ーどうして山に登るんですか?どうして電子ゴミを集めてるんですか?どうして偉くなりたいんですか?どうして起業するんですか?どうして恋をするんですか?どうして男と寝るんですか?どうして御朱印なんか集めてるんですか?
ー何かに取り憑かれた人に、上記のような心無い質問をぶつけたことはありますか?あるでしょうね。お前も人間だもんな。あのな、山がな、そこに山があるんや。あのなボウズ、まだわからんやろけどなあ、女は海や、そして山でもある。ふたつの山と、暗い茂みの先に深い深い谷があるんや。魔の山。おぼえときなよ。ワークアウトは自己破壊、男と女は魔の山を反対方向から登って降りる。

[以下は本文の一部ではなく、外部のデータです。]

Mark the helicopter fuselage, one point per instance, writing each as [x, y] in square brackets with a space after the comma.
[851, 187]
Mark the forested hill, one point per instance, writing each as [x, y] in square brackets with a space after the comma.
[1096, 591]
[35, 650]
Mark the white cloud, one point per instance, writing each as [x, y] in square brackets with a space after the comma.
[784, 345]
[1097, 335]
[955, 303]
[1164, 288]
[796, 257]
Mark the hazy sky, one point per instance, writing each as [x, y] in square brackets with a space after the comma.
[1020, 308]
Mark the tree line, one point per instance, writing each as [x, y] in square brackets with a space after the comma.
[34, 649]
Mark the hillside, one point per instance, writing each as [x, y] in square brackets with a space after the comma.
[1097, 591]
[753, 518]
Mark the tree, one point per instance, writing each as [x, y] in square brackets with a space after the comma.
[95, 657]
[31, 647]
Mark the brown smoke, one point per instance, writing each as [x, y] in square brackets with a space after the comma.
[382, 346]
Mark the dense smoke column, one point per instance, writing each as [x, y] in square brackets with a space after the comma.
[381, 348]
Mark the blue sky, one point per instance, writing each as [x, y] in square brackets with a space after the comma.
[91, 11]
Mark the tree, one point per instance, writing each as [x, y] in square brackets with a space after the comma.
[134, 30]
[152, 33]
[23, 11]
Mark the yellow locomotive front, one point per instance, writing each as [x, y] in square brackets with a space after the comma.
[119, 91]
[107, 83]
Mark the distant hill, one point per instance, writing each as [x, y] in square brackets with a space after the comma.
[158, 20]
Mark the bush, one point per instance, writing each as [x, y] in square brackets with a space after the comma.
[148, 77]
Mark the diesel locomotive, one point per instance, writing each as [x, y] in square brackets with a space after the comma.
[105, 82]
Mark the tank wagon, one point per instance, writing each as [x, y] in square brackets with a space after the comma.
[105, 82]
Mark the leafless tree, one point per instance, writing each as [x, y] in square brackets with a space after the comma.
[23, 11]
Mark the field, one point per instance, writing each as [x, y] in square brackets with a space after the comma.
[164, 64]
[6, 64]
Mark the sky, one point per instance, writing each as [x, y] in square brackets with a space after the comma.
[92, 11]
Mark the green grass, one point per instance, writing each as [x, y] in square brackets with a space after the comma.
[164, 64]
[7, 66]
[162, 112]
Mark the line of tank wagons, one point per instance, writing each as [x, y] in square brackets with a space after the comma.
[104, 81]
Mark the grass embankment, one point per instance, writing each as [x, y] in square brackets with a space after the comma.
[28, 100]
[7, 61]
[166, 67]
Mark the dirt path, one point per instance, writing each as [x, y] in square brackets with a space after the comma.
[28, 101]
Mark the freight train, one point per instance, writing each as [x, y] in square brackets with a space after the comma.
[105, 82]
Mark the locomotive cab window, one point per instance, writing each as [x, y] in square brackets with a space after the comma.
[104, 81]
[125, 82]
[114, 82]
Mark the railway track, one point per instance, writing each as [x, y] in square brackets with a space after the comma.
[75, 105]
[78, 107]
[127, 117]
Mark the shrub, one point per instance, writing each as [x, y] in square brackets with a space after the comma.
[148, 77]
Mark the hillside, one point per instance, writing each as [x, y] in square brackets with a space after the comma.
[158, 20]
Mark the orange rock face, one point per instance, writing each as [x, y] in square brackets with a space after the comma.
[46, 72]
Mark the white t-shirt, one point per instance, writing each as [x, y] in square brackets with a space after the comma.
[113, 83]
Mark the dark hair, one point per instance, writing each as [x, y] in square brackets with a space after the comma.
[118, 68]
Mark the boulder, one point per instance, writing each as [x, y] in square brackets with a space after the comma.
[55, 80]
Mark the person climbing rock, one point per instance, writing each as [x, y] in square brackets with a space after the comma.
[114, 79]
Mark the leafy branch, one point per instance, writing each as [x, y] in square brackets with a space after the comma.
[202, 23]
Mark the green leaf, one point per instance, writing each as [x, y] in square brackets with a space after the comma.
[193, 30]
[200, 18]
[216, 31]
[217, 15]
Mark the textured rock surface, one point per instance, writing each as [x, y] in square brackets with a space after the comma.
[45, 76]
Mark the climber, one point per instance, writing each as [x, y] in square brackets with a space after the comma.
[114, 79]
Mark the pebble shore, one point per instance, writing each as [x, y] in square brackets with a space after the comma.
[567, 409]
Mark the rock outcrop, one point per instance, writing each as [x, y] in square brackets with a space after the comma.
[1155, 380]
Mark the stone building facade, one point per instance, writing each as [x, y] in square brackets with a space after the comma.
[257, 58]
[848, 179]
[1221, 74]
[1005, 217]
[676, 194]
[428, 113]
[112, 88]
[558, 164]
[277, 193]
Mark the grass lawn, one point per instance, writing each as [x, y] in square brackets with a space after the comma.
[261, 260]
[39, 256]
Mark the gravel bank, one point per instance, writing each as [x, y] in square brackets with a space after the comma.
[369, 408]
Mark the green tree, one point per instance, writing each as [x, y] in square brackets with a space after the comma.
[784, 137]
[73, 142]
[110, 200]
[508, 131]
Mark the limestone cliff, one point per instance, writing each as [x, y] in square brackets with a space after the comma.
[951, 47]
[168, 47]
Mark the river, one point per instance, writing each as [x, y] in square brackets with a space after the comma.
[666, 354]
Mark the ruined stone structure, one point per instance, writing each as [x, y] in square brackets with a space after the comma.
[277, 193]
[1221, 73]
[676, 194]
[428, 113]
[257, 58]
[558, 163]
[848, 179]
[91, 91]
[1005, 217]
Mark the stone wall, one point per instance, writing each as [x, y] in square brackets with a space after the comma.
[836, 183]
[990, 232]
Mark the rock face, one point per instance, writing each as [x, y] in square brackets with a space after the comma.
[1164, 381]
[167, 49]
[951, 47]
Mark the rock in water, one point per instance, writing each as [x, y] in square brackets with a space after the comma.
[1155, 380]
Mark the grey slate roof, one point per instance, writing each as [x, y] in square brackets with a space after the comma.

ーで、たまにいるじゃないですか、スタンプラリーみたいに男の子と寝る女。小さい子がさ、浜松町まできてて、小さい子がこんなとこくるなよ。何のため?って、ポケモンのスタンプラリーなんだってさ。わざわざ浜松町で降りて、すごい微妙なポケモンのスタンプ押してんの。すごいうれしそうに。なんだっけ、ブーバー?話逸れちゃった。具体的には終電過ぎた新宿のゴールデン街にいます。どうして?男をとっかえひっかえするのって不衛生じゃない?人んちに泊まるのいやじゃない?新宿のラブホって高くない?関係ないか。
ーあのね、寂しいわけじゃなくて、人肌が恋しいわけでもなくて。世の中の男の数だけ一晩で完結するひとつひとつ別の夜があるとしたら、それってアラジンの、アラジンだっけ?アラビアの、千夜一夜物語みたいじゃない?わたしが悪い王様で、裸にさせて、男の子から一晩のストーリーを聞いて、つまらなかったら捨てるの。その男の子とは、LINEは登録するけど次の日の朝タリーズかミスドでコーヒー飲んでバイバイしたあとブロックしちゃう。1回きりでよくて、2回目は会いたくなくて。だって2回目会うときは知ってるひとだし、知ってる人の前で裸になるのはナンセンスだよ。多分なんだけど、これは比喩なんだけど、その一晩で、わたしの心の御朱印帖にポンとその子のスタンプを押したことになるの。その夜のことは忘れちゃうかもしれないけど、もしかしたら男の子のスタンプを1000個集めたら神様がわたしを赦しくれて、出来損ないのわたしを人間にしてくれるかもしれないって思ってるの。不思議の国のアリスだっけ?ちがう、オズの魔法使いか。心がないロボットがいたでしょう?あの子はいいよね、魔法使いのところにいけば心がもらえて。今ってもう平成じゃない。心をもらう方法がそれしかわからないの。だからだと思う。あなたは生まれた時から心を持ってた?わたしにはそれがなかったから、だから男の子のスタンプを集めてるんだよ。男の子そのものに興味?みんないい人だし、怖い人もいるけど、わからないな。ポケモンだって色んな種類がいるじゃん。今って何匹いるの?500くらい?えっ、800…。
ー今?わたしの御朱印帖?うーん、どれくらい埋まったんだろ、わからないけど、今夜で最後になるといいなって、毎回祈ってるかも。